DESCRIPTION (provided by applicant): Approximately 1 in 10 couples of reproductive age in America are diagnosed with infertility. Infertility does not bias by race, gender or ethnicity. Underlying causes of human infertility are often unknown. However, abnormal formation, or irreversible damage to the lineage responsible for creating egg and sperm can cause infertility as an adult. We propose that one of the best models to understand mechanism of human egg and sperm differentiation (also known as germline differentiation) involve differentiating germline cells from pluripotent stem cells in vitro. Currently, the field of germline differentiation in vito is hindered by a lack of knowledge of human germline development in the embryo, low yield following in vitro differentiation, unknown variability in germline differentiation potential betwen lines, and failure to use the germline xenotransplantation model as a functional assay. To overcome these bottlenecks we propose to develop a comprehensive transcriptome and DNA methylome map of in vivo human germline cells during gestation using RNA- sequencing and whole genome bisulfite-sequencing. This will be used to transcriptionally and epigenetically stage germline cells acquired in vitro. Next, we propose to induce ectopic expression of PRDM14, NANOS3 and DAZL in a panel of nine well-characterized hESC lines by incorporating the genes into a safe harbor locus using genome-editing technology. We will measure germline identity using a next generation single-cell gene expression panel, and demethylation at loci that stably demethylate in early human germline development. Finally, we propose to use the germline xenotransplantation assay to transplant in vitro male germline cells into the testes of mice rendered infertile by chemotherapy. The endpoint of this assay will involve colony formation, proliferation and expression of mature germline markers. Xenotransplantation outcomes will be compared to control xenotransplantation of human spermatogonia and progenitor human germline cells from gestational stage testes. Results from this project will have a long lasting impact on the field of germline differentiation in vitro as it provides a measure of differentiation efficiency across multiple well characterized hESC lines, as well as incorporation of state-of-the art gene editing technology and functional assays to improve and confirm germline identity in vitro.
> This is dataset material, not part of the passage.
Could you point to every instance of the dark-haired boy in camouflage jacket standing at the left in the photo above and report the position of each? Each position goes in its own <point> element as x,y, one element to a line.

描述（由申请人提供）：在美国，大约有十分之一的生殖年龄夫妇被诊断出患有不育。不孕症不会因种族，性别或种族而偏见。人类不孕症的根本原因通常是未知的。但是，导致产生鸡蛋和精子的谱系的异常形成或不可逆的损害可能导致成年人的不育。我们建议了解人卵和精子分化机制的最佳模型之一（也称为种系分化）涉及分化种系 来自多能干细胞的细胞体外。当前，VITO的种系分化领域受到了对胚胎中人类种系发育的知识的阻碍，体外分化后的低产量，在生殖线差异潜在的细线中未知的变异性以及未能将种系异种移植模型作为功能分析。为了克服这些瓶颈，我们建议在妊娠期间使用RNA测序和整个基因组Bisulfite-sequesting开发体内人类种系细胞的全面转录组和DNA甲基甲基化图。这将用于在体外获得的转录和表观遗传学上的种系细胞。接下来，我们建议在使用基因组编辑技术中将基因纳入九个良好的hESC线的面板中诱导PRDM14，Nanos3和DAZL的异位表达。我们将使用下一代单细胞基因表达面板测量种系认同，并在基因座的脱甲基化，该基因座在早期人类种系发育中稳定地脱甲基。最后，我们建议使用种系异种移植测定法将体外男性生殖细胞移植到化学疗法不育的小鼠的睾丸中。该测定的终点将涉及成熟种系标记的菌落形成，增殖和表达。异种移植结果将与妊娠期睾丸中人类精子和祖细胞生殖细胞的对照异种移植进行比较。该项目的结果将对体外种系分化领域产生持久的影响，因为它提供了多个良好特征hESC线的差异化效率，并纳入了最先进的基因编辑技术和功能分析，以改善并确认体外的生殖线身份。